Der Widerspruch der Verfechter von Frischluftschneisen wird Ihnen sicher sein. Derweil geht es mit der Rahmenplanung für das Bundesviertel hingegen voran. Was sagen Sie dazu?

Grünberg: Ich halte es für eine überkommene Vorstellung von Stadt, dass dort einseitig ein Bürostandort geplant wird und das Thema Wohnen nahezu außen vor bleiben soll – dies nicht zuletzt angesichts der bereits bestehenden Verkehrsprobleme. Es gibt viele Stadtteile in Bonn, in denen Büros errichtet werden können oder schon bestehen. Auch eine Kooperation mit dem Rhein-Sieg-Kreis sollte möglich sein, um entstehende Bürostandorte auch in das Bonner Umland zu verteilen. Wer noch mehr Verkehrsprobleme vermeiden will, muss Wohnen und Arbeiten möglichst zusammenbringen. Schon jetzt ist Bonn „Staustadt Nummer eins“.

Demgegenüber stehen auch in den zentralen Bonner Stadtteilen viele Wohnungen sichtbar leer. Was tun?

Grünberg: Das ist in der Regel ein Verstoß gegen die Zweckentfremdungsverordnung, der Bußgelder nach sich zieht. Leider ist das Amt für Soziales und Wohnen personell nicht ausreichend aufgestellt und es fehlt an Konfliktbereitschaft. Ein besonderes Problem sind die Kurzzeitvermietungen durch Internetportale wie Airbnb.
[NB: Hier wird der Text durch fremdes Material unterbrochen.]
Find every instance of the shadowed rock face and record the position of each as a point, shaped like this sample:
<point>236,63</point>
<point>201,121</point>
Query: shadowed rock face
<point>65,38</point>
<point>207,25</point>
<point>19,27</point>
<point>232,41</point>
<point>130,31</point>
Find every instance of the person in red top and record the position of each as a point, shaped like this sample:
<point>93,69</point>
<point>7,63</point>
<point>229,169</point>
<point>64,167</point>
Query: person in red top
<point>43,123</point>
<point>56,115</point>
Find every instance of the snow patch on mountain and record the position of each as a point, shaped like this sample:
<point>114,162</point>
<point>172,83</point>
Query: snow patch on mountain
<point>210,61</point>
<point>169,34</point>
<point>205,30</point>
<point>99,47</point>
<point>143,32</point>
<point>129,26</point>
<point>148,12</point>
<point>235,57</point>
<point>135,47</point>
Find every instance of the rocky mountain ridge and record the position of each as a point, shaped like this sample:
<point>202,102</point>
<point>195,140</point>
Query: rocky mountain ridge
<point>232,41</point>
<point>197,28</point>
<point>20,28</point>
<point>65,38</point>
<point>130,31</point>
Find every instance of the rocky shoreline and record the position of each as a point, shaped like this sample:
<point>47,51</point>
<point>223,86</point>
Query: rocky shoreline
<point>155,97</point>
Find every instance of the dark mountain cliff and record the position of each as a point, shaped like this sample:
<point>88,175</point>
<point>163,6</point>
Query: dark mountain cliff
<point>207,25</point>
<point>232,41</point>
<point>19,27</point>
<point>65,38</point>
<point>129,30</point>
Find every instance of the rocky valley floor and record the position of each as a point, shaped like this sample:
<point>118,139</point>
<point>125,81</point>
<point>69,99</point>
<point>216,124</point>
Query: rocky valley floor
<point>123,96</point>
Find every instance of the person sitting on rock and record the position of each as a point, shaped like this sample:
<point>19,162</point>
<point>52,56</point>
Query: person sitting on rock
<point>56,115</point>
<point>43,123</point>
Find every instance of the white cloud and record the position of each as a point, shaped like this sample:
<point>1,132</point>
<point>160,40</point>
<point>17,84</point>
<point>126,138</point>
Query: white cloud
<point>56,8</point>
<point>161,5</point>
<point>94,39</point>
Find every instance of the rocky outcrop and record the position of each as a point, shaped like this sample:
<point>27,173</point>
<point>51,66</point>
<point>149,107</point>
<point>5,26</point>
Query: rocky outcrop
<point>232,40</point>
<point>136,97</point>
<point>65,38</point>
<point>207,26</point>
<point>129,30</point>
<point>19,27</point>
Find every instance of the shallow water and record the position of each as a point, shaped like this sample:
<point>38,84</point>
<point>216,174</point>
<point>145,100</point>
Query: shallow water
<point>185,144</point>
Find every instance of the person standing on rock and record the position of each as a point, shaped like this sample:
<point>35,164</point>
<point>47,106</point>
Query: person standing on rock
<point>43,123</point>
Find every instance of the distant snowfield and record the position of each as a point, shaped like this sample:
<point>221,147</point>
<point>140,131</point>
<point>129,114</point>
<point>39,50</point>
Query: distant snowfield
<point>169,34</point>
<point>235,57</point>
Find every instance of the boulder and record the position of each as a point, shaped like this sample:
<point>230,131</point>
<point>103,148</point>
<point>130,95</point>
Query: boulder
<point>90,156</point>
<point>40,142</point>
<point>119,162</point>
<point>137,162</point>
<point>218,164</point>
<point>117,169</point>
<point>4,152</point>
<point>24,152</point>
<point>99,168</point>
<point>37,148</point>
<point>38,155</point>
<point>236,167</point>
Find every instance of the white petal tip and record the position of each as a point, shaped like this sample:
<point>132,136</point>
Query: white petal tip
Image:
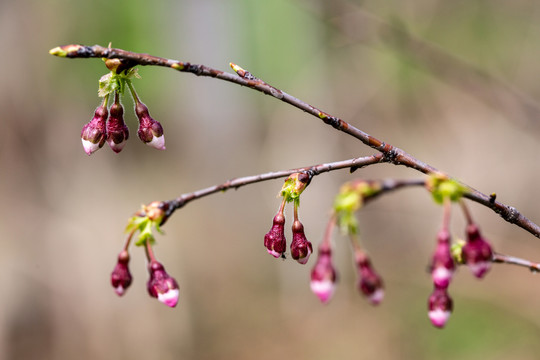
<point>439,317</point>
<point>323,289</point>
<point>119,290</point>
<point>170,298</point>
<point>158,142</point>
<point>377,297</point>
<point>89,147</point>
<point>274,253</point>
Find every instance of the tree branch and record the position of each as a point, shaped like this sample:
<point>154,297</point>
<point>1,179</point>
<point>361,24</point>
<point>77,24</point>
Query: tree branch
<point>355,163</point>
<point>389,152</point>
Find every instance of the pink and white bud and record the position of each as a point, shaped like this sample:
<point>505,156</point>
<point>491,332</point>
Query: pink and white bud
<point>274,240</point>
<point>117,130</point>
<point>442,263</point>
<point>440,307</point>
<point>94,133</point>
<point>121,277</point>
<point>161,285</point>
<point>323,276</point>
<point>369,282</point>
<point>301,248</point>
<point>150,131</point>
<point>477,252</point>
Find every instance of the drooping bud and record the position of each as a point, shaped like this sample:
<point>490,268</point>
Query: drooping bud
<point>369,282</point>
<point>477,252</point>
<point>121,277</point>
<point>301,248</point>
<point>94,133</point>
<point>323,275</point>
<point>161,285</point>
<point>274,240</point>
<point>440,307</point>
<point>442,263</point>
<point>117,130</point>
<point>150,130</point>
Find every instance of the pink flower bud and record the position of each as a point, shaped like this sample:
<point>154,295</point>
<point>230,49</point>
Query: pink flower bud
<point>442,263</point>
<point>477,252</point>
<point>150,131</point>
<point>161,285</point>
<point>274,240</point>
<point>117,131</point>
<point>94,133</point>
<point>301,248</point>
<point>440,307</point>
<point>369,282</point>
<point>323,276</point>
<point>121,277</point>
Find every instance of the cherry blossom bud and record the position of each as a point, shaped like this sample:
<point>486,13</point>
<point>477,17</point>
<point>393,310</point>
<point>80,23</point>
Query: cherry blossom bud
<point>442,263</point>
<point>117,131</point>
<point>121,277</point>
<point>94,133</point>
<point>369,282</point>
<point>274,240</point>
<point>477,252</point>
<point>301,248</point>
<point>150,131</point>
<point>161,285</point>
<point>323,276</point>
<point>440,307</point>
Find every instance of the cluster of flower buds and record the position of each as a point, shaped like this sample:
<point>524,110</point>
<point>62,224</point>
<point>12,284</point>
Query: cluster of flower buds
<point>442,263</point>
<point>324,275</point>
<point>274,240</point>
<point>477,252</point>
<point>160,284</point>
<point>442,271</point>
<point>114,131</point>
<point>369,282</point>
<point>440,307</point>
<point>121,277</point>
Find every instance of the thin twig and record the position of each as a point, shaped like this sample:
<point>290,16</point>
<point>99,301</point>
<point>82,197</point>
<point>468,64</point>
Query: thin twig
<point>183,199</point>
<point>506,259</point>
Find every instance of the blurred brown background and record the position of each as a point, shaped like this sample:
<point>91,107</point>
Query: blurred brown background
<point>455,83</point>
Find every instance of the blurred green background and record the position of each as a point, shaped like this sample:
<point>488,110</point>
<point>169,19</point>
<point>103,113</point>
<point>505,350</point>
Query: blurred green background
<point>454,83</point>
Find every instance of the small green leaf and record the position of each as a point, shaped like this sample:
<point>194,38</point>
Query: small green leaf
<point>443,188</point>
<point>457,251</point>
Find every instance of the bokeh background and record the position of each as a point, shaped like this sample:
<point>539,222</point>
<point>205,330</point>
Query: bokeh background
<point>455,83</point>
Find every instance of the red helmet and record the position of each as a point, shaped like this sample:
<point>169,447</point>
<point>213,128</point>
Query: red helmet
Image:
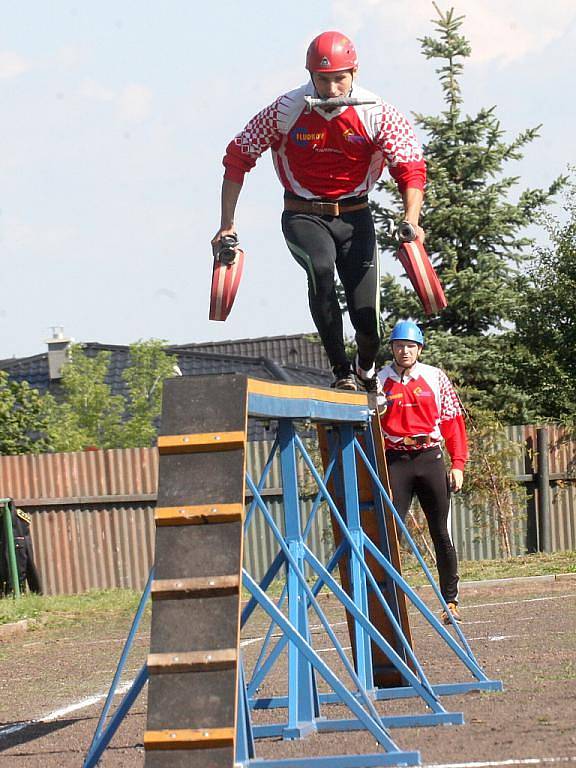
<point>331,52</point>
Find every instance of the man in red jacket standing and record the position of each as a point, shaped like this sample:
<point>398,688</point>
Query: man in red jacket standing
<point>328,156</point>
<point>422,411</point>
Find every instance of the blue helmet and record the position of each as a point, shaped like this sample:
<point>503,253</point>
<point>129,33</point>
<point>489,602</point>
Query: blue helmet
<point>407,330</point>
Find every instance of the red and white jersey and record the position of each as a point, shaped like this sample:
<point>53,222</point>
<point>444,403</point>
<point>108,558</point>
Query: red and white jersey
<point>420,404</point>
<point>331,155</point>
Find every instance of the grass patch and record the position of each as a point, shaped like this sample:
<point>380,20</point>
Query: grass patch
<point>111,604</point>
<point>104,604</point>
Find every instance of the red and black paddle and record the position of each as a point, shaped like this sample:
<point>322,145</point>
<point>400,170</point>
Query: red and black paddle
<point>421,274</point>
<point>226,274</point>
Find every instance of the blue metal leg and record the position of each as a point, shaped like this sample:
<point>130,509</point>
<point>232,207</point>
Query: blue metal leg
<point>122,710</point>
<point>244,734</point>
<point>301,704</point>
<point>123,659</point>
<point>357,575</point>
<point>346,697</point>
Auch diese sind verboten. Deswegen fordern wir, aber auch die Stadt, eine Registrierungspflicht für die einzelnen Wohnungen. Das geht nur durch Nachschärfung des Wohnungsaufsichtsgesetzes durch das Land NRW. Hier sind wir möglicherweise auf gutem Weg. Airbnb hat uns vor etwa zwei Jahren mitgeteilt, dass sie alleine in Bonn die Kurzzeitvermietung von rund 1200 Wohnungen vermitteln. Diese Zahlen sind mit Sicherheit gestiegen. Wir können gar nicht so viele Mietwohnungen bauen, wie etwa Airbnb dem normalen Mietermarkt wieder entzieht.

Was sagen Sie zur Mietpreisbremse?

Grünberg: Ich halte sie grundsätzlich für richtig. Allerdings plädiere ich dafür, die bestehenden Instrumente der Mietpreisdeckelung anzuwenden, damit die Stadt mehr Einfluss auf den Wohnungsmarkt nehmen kann. Die Mittel sind da: Wer 20 Prozent mehr als die ortsübliche Vergleichsmiete verlangt, muss mit Bußgeldern von bis zu 50.000 Euro rechnen. Wenn die Stadt davon konsequent Gebrauch machte, würde das die massiven Mietsteigerungen beeinflussen. Ohnehin schöpft die Stadt ihren Spielraum in vielerlei Hinsicht nicht aus, sei es bei Milieuschutzsatzungen, sei es zum Beispiel bei der Möglichkeit des Vorkaufsrechts.